Necessary procedures included firing the Lunar Modules descent engine for course corrections, an engine designed for an entirely different purpose, despite on-board navigation equipment powered down and useless. Astronauts were also forced to retrofit Command Module air filters for use in the Lunar Module, using supplies such as duct tape and the cardboard front-cover of their flight plan booklet.
4. Develop a Culture of Excellence
To quote the Apollo 13 Review Board report, “The accident is judged to have been nearly catastrophic. Only out-standing performance on the part of the crew, Mission Control, and other members of the team which supported the operations successfully returned the crew to Earth.”
These words belie the profound challenges overcome by the men and women of NASA, many of which had no precedent in aerospace engineering at the time.

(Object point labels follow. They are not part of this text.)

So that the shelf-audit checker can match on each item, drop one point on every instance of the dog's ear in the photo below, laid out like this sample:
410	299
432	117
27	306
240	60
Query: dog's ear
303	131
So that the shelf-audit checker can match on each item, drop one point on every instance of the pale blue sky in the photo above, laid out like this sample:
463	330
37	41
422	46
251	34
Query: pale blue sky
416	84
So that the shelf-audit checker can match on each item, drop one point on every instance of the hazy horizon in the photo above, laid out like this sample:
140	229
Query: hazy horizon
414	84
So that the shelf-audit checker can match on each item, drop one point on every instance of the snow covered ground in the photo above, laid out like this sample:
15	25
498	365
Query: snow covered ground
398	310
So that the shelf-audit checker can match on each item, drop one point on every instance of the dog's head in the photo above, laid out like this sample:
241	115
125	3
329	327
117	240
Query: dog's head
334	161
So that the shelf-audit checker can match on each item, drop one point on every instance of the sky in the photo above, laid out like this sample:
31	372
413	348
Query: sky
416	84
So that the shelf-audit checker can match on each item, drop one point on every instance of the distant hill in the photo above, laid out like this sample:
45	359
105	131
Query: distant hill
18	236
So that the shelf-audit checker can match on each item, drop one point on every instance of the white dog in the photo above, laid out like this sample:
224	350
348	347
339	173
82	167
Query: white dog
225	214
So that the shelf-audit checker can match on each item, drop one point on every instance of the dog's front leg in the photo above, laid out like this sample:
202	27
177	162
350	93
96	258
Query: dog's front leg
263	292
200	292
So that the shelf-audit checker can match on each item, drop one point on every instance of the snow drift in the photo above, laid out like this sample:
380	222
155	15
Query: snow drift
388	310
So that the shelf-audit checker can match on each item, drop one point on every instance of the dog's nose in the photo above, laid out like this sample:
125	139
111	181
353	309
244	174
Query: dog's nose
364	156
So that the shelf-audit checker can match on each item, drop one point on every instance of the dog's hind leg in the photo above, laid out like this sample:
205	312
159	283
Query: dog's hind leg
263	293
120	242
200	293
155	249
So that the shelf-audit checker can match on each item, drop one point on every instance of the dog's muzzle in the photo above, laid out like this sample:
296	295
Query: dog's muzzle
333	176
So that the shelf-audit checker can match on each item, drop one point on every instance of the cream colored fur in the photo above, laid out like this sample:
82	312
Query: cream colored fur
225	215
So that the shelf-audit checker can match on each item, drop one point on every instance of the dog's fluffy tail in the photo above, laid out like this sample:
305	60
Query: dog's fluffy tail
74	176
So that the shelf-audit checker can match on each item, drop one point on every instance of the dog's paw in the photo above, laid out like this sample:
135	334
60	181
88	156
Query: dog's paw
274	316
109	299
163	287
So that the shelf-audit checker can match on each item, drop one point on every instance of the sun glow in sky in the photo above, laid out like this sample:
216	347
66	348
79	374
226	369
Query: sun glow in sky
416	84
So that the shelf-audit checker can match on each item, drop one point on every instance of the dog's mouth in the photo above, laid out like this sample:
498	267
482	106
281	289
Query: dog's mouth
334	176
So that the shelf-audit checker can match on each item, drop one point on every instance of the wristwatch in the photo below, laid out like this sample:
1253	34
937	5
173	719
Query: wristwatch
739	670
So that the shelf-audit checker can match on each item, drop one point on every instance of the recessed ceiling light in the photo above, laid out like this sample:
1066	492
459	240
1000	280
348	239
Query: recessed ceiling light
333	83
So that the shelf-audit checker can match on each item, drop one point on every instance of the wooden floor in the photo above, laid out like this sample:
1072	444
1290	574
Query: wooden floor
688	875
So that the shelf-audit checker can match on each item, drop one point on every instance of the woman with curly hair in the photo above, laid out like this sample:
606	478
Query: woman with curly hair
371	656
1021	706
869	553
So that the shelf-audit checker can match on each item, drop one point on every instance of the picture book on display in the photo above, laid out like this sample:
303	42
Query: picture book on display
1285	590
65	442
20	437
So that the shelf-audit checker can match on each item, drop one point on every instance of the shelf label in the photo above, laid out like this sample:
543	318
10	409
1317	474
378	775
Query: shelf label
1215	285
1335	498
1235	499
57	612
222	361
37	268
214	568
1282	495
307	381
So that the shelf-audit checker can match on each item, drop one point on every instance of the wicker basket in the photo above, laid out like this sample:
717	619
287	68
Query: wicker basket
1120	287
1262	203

Ultimately, it was the problem-solving, critical-thinking and collaboration performed by a vast team of engineers, all of them experts in their craft, that saved the crew.
No organization better exemplifies a Culture of Excellence than NASA did in the 1960s. To follow their example, today’s NOCs should embrace a posture of ‘hardheaded self-criticism’ ensuring that we learn from our mistakes.

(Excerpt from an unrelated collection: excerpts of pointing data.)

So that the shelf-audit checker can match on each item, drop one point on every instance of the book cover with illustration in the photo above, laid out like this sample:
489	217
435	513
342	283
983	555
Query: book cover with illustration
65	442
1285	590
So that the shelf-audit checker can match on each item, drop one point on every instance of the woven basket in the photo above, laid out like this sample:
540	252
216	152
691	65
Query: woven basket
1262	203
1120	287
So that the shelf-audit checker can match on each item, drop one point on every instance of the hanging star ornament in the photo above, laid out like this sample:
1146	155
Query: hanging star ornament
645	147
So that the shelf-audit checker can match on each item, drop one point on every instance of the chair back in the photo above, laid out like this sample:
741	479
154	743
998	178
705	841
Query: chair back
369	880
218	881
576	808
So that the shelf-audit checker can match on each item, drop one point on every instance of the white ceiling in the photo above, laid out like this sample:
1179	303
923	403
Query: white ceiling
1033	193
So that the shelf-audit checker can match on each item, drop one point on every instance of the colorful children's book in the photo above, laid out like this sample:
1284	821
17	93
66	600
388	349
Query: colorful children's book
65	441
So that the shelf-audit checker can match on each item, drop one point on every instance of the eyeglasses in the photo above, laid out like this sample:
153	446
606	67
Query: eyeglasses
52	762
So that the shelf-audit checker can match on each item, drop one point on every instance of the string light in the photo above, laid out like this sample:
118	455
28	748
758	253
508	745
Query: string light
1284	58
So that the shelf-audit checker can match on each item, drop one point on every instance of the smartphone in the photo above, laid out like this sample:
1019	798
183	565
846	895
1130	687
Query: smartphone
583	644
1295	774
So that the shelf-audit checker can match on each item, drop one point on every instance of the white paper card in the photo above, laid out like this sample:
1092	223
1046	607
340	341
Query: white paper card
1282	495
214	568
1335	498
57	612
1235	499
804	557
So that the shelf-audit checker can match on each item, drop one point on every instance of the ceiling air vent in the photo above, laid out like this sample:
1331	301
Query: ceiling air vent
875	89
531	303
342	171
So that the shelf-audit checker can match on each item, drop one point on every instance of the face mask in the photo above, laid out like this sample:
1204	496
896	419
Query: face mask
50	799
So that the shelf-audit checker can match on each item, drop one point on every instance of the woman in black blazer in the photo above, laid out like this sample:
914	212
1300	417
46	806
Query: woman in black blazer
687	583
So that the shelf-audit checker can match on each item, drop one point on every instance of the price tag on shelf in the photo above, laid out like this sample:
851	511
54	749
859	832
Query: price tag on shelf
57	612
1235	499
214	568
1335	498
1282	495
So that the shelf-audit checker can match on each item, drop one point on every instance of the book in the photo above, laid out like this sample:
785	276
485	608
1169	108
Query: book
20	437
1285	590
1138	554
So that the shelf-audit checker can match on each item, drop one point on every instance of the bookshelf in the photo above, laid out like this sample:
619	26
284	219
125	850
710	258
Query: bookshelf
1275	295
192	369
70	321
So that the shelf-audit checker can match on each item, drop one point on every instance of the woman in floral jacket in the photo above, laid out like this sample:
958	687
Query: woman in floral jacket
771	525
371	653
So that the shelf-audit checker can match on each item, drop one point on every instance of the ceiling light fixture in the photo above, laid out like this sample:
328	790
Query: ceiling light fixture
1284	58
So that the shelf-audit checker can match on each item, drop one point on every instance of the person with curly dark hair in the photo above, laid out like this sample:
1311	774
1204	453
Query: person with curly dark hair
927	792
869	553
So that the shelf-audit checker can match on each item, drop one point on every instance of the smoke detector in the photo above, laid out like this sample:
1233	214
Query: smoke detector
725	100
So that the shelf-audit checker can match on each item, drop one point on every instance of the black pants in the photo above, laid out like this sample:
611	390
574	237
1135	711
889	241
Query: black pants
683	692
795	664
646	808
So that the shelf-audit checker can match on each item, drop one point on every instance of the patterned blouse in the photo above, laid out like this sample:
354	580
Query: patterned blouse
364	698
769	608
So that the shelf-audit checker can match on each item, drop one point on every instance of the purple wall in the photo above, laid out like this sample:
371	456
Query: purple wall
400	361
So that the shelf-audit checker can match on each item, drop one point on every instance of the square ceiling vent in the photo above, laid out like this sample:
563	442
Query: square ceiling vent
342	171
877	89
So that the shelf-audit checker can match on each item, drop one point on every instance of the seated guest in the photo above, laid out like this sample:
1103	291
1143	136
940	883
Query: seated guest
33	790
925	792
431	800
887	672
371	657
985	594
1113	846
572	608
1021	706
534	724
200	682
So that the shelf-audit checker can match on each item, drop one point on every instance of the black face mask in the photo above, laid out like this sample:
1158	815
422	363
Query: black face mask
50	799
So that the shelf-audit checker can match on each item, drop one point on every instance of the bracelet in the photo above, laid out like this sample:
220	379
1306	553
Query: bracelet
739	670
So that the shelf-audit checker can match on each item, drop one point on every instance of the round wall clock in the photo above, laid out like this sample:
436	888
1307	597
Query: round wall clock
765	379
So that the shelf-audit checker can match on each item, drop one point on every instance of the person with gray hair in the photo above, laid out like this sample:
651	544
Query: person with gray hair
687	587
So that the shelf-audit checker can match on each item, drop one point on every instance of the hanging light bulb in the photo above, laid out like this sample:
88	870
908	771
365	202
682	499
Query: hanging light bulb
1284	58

Better yet, by constantly challenging ourselves in our quest for knowledge, and dedicating ourselves to self-betterment, we may avoid mishaps altogether. History has proven that for a dedicated team of experts with a singular unified vision, very little is impossible.
5. Document Everything
As the dust settled on the Apollo 13 saga, with its crew safely back on earth, NASA finally had the luxury of asking the all-important question: “What the heck happened?” This question was not purely academic. If an oxygen tank exploded on this mission, what’s stopping one from exploding on the next?
NASA pursued an answer relentlessly, and eventually discovered several key points when this disaster could have been prevented and was not. The full technical details are outside the scope of what we’re talking about today, but in part, it was discovered that the faulty oxygen tank had been dropped on an assembly line some two years prior to making its debut in space. It only fell two inches, and it was subsequently tested and cleared for flight. That this detail was discoverable after so much time is testament to something NASA proved so particularly adept at: documentation.
Over the course of operating a network, there are many instances where it can be tempting to cut corners on documentation. This is one of our most mundane tasks, and when all your lights are green, it’s easy to get complacent. Don’t! The most seemingly innocuous detail can make the difference between being able to say “This is why this broke, and here’s how it’s never happening again.” Or “Gee, I have no clue.” Document everything!
The events of Apollo 13 forever shaped the way NASA operates, from its testing and compliance, to its air-to-ground communication, to its disaster response and recovery. Outages can and will happen. It’s our deliberate acts before, during and after that will shape your reputation, your company’s reputation and the outcome for end-users. It’s up to every one of us to bring our own astronauts home, wherever they may be.